REDISCOVERED
ROGÉR FAKHR
Fine Anyway HABIBIFUNK 8/10
Long-buried treasure from late-’70s Lebanon
Uncovering the underrated and overlooked
Rogér Fakhr: summoning a sense of melancholy disorientation
RAYMOND SABBAH’S ARCHIVE
BEFORE Beirut was wrecked by the civil war fought in its streets between 1975 and 1990, it was called “the Paris of the East”. It was a city of bars and boulevards, philosophers and poets – and, it could readily be imagined, wry and reflective singer-songwriters of the calibre of Rogér Fakhr, crooning in some cool café amid mists of arak fumes and Gauloises smoke.
The tracks on Fine Anyway were recorded in Beirut in 1977 and Paris in 1978. Fakhr was, by then, living between the two, busking on the Metro in the latter: balancing, like many Lebanese of the time, the danger of home against the loneliness of exile.
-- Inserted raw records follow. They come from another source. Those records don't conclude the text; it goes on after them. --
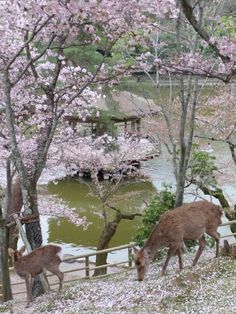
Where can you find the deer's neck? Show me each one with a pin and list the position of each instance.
(153, 243)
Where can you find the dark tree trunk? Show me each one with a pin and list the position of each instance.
(14, 206)
(33, 229)
(106, 236)
(4, 268)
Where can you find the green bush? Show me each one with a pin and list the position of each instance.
(160, 203)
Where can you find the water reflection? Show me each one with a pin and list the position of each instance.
(77, 194)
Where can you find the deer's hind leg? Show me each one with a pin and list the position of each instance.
(172, 250)
(28, 281)
(54, 268)
(179, 253)
(216, 235)
(202, 244)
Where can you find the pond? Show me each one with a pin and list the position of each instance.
(77, 194)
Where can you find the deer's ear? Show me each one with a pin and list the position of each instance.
(135, 250)
(22, 249)
(10, 251)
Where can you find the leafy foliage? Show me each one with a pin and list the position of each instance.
(202, 168)
(160, 203)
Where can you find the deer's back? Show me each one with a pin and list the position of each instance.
(37, 260)
(189, 221)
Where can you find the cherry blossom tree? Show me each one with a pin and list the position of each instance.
(39, 87)
(204, 51)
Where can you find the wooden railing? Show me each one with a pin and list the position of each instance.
(89, 267)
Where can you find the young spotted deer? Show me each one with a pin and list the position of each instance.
(228, 250)
(187, 222)
(28, 266)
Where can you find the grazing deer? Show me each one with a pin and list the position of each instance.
(28, 266)
(187, 222)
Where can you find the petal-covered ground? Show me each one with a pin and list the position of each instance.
(206, 288)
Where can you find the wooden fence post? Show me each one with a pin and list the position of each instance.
(87, 266)
(6, 293)
(130, 256)
(42, 276)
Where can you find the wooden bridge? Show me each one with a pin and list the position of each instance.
(82, 267)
It’s unclear just how much this melancholy disorientation directly informed his material, but these songs do not want for a sense of melancholy disorientation. Reference points, contemporary and subsequent, include John Prine, Gordon Lightfoot, Lee Hazlewood, Elliott Smith and Gene Clark. Crucially, Fakhr would not be out of place in their company. The greatest of these songs are extraordinary.